Maybe you are not interested in beetles. Most probably you´ve never considered what their role in this planet is. Perhaps, when someone talks about evolution you just turn your eyes to the sky and start thinking of Darwin, great apes and how it is all connected. But nature has a strange way of playing its cards and sometimes the smallest and most unknown little animal can open a new spectrum of research and of the future.

Some beetles of the Tenebrionind family live in the Namib dessert. An inhospitable place somewhere in the southwest of Africa where sand, sun and heat means only one thing: water scarcity. In this unpleasant environment, these insects have found their way to collect water not only from fog and microdroplets floating in the air, but also from dew. Some species of this family, which are known in the region as Tok-tokkies, have paved their own way in evolution and developed a nanostructure as a micro condenser that helps them, in among droughts and lack of any fog, to get the water they need to survive.

This incredibly complex and tiny mechanism is not only a great proof of what adaptation and evolution means to all species in the planet, but it also implies moving a step closer to harvesting dew to obtain drinking water from the humidity in the air.

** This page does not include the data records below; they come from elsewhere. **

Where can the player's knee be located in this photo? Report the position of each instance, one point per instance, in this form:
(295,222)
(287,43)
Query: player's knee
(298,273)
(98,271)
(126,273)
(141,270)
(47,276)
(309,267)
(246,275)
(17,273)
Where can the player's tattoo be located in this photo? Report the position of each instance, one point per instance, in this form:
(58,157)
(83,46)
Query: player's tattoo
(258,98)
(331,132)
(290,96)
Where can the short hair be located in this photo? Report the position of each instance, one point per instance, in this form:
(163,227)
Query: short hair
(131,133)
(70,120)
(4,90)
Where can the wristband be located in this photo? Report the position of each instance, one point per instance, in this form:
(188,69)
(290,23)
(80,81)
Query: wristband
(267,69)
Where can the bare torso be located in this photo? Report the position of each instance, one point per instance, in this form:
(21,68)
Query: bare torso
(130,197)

José Guadarrama-Cetina with two other researchers from the University of Navarra in an international collaboration involving researchers from French and British institutions believe that this apparently simple breakthrough could help to improve drinking water collection in dew condensers mimicking the nanostructure of the beetle´s back.

Twenty-first century human-made dew harvesters should include the three main ingredients these beetles are showing to us: an enhanced and efficient radiative cooling, a microstructured surface and a hilly back as a wind-shield, combined in an optimal way. Fields like engineering and architecture would benefit from this research and become more sustainable.

How your everyday life is connected with an insect that lives in the other side of the world is still a mystery… or not. But one thing we know for sure, the Tenebrionind´s will never be the same.